İman üzerine olmayan bir gençliğin tutarlı bir hedefi yoktur. Hedefi olmayanın da rotası ve varacağı liman belli olmayan bir gemi gibidir. Gâh bu tarafa gâh o tarafa hareket eder. Bazen de orta yerde bir şaşkınlık içerisinde kalır. İman üzerine olan bir gençliğin ise bir hedefi vardır. Hedefi Rabbinin rızası ve cennetini elde etmektir.

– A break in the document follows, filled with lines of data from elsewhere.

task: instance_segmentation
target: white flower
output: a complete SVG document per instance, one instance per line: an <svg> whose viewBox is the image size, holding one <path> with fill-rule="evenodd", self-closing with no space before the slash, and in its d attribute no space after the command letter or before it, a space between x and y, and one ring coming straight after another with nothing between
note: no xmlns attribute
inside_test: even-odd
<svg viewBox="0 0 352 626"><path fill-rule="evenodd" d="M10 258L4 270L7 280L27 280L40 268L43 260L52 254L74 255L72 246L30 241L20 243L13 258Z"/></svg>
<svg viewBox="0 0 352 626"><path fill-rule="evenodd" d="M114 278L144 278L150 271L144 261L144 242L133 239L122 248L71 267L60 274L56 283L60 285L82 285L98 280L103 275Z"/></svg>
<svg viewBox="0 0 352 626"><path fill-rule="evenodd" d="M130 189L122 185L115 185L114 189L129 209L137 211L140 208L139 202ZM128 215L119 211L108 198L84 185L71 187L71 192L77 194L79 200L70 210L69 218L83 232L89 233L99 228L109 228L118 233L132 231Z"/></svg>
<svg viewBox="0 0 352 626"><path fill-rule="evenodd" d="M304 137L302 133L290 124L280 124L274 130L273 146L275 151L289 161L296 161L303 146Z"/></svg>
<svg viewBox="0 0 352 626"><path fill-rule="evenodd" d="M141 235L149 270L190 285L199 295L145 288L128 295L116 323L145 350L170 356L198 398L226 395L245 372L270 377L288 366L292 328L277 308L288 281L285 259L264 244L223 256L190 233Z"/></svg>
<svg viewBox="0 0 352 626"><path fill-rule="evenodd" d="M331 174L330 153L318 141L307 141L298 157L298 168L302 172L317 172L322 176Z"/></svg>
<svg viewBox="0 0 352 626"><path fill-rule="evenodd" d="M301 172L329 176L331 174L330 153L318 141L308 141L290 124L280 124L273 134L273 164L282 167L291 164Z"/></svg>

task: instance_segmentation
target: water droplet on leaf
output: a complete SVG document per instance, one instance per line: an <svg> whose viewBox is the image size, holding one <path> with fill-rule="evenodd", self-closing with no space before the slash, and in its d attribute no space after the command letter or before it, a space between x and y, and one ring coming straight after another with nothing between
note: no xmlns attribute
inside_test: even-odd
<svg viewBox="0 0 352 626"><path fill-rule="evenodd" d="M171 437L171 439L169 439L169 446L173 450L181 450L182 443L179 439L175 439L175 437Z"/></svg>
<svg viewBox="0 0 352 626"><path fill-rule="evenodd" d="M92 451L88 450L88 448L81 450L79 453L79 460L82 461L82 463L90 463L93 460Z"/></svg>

O’nun rızasını ve cennetini elde etmek için de iman üzere salih ameller işler, güzel ahlaklı olur ve hayırlı işlerin peşinde koşar. Toplumun ıslahı için çalışır. Hakkın bir temsilcisi ve koruyucusu olmaya gayret eder.

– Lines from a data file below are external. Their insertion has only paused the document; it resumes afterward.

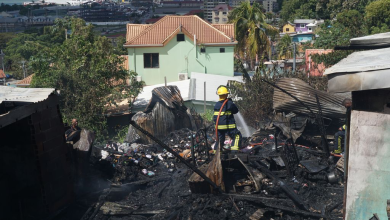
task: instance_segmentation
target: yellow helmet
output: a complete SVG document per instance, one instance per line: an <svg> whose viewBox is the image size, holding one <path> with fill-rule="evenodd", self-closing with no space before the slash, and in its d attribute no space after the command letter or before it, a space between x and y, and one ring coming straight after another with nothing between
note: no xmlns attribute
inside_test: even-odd
<svg viewBox="0 0 390 220"><path fill-rule="evenodd" d="M217 89L217 95L226 95L229 94L229 90L226 86L219 86Z"/></svg>

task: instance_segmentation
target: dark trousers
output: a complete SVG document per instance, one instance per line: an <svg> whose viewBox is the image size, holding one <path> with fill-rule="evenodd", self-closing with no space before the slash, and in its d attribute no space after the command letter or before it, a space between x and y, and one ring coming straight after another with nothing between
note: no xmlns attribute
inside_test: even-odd
<svg viewBox="0 0 390 220"><path fill-rule="evenodd" d="M226 130L218 129L218 140L220 146L224 145L226 135L229 135L229 137L232 139L232 144L230 149L238 151L241 148L241 142L242 142L241 132L237 128L226 129Z"/></svg>
<svg viewBox="0 0 390 220"><path fill-rule="evenodd" d="M335 153L341 153L344 151L344 137L345 131L338 131L334 134L334 151Z"/></svg>

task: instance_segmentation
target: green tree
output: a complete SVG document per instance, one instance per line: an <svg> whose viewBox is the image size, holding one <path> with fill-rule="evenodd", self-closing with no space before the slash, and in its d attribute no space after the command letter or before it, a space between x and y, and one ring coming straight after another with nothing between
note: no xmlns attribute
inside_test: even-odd
<svg viewBox="0 0 390 220"><path fill-rule="evenodd" d="M14 33L0 33L0 49L5 49L7 43L14 37Z"/></svg>
<svg viewBox="0 0 390 220"><path fill-rule="evenodd" d="M285 34L278 43L278 59L290 59L293 57L292 40L288 34Z"/></svg>
<svg viewBox="0 0 390 220"><path fill-rule="evenodd" d="M265 15L259 3L253 5L244 1L229 14L229 22L234 24L235 36L238 41L237 54L253 63L256 57L261 57L269 51L268 35L275 35L278 30L265 21ZM253 65L252 65L253 66Z"/></svg>
<svg viewBox="0 0 390 220"><path fill-rule="evenodd" d="M280 17L283 21L293 21L294 19L319 18L317 15L316 0L290 0L284 1Z"/></svg>
<svg viewBox="0 0 390 220"><path fill-rule="evenodd" d="M366 7L366 22L370 33L388 31L390 28L390 0L378 0Z"/></svg>
<svg viewBox="0 0 390 220"><path fill-rule="evenodd" d="M122 68L123 59L106 37L94 35L92 25L76 18L68 21L72 30L68 39L32 57L31 86L58 89L63 120L77 118L80 126L103 137L106 109L118 99L132 100L143 83L135 80L135 72Z"/></svg>

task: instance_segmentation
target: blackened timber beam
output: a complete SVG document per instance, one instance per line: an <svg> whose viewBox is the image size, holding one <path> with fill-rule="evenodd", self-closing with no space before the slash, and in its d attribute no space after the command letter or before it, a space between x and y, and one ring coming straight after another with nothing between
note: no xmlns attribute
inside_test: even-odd
<svg viewBox="0 0 390 220"><path fill-rule="evenodd" d="M210 178L208 178L206 176L206 174L204 174L202 171L200 171L198 168L196 168L195 166L193 166L192 164L188 163L183 157L181 157L178 153L176 153L176 151L172 150L169 146L167 146L166 144L164 144L162 141L160 141L158 138L156 138L155 136L153 136L151 133L149 133L148 131L146 131L145 129L141 128L135 121L131 120L130 121L130 124L136 128L137 130L139 130L140 132L142 132L143 134L145 134L146 136L148 136L150 139L152 139L153 141L155 141L158 145L160 145L162 148L164 148L166 151L168 151L169 153L173 154L177 159L179 159L184 165L186 165L187 167L189 167L192 171L194 171L195 173L197 173L200 177L202 177L207 183L209 183L214 189L218 190L219 192L223 192L221 190L221 188L219 186L217 186L217 184L215 184Z"/></svg>
<svg viewBox="0 0 390 220"><path fill-rule="evenodd" d="M290 187L283 182L279 177L274 175L271 170L266 168L265 166L261 166L258 162L251 162L251 164L258 170L260 170L262 173L264 173L268 178L271 178L272 180L276 181L277 184L280 186L280 188L283 190L284 193L300 208L303 210L308 210L303 200L292 190Z"/></svg>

Ne hazindir ki teknolojinin geliştiği, sosyal medya sitelerinin çeşitlendiği, sanal arkadaşlık ve birlikteliğin doruğa çıktığı bir zaman diliminde yaşıyoruz. Gençliğin imanını kendisinden çalacak, etkenler fazlasıyla mevcuttur. Sanal ortamdaki arkadaşlık ve birliktelikler, gençliği toplumdan, aileden, cami ve mescitten tamamen koparmış durumdadır. Onu tamamen asosyal, kendi içinde saklı, gizemli bir yaşama sahip bir kişi haline getirmiştir. Çevresinden tamamen kopuk kendi doğruları peşinde koşan biri yapmıştır.
İmanlı bir gençliğe örnek HAMAS gençliğidir. Hedefi, rotası ve düşmanı bellidir. Hedefinde israil siyonisti ile mücadele etmek, onunla çarpışmak ve şehit olmak vardır. O hedefine odaklanmıştır. Kararlı adımlarla ve bir plan dâhilinde hedefine doğru yürümektedir. Yolun zorluğu, zahmeti ve çekilmezliği, onu hedefinden şaşırtmamakta ve yıldırmamaktadır. Yolun sonunda ya şehid olup Rabbinin cennetine ulaşmak veya zafer vardır. HAMAS gençliği bu konuda örnekliğini ispatladı. Bazen aç, bazen bir hurma ile tuttuğu ve bir hurma ile açtığı nafile orucu ile sıfır mesafeden, ürkmeden, düşmanın zırhlı araçlarına yanaşmakta ve hedefini tam isabetle vurmaktadır.
HAMAS’ı örnek alan imanlı gençlikten, Siyonizm ve emperyalizm korkar ve çekinir. Çünkü böyle bir gençlik, onların Müslümanlar üzerindeki emellerine ulaşmalarına müsaade etmez. Dünyayı onlara dar eder.
Mevla’m bizlere imanlı bir gençlik nasip etsin, âmin.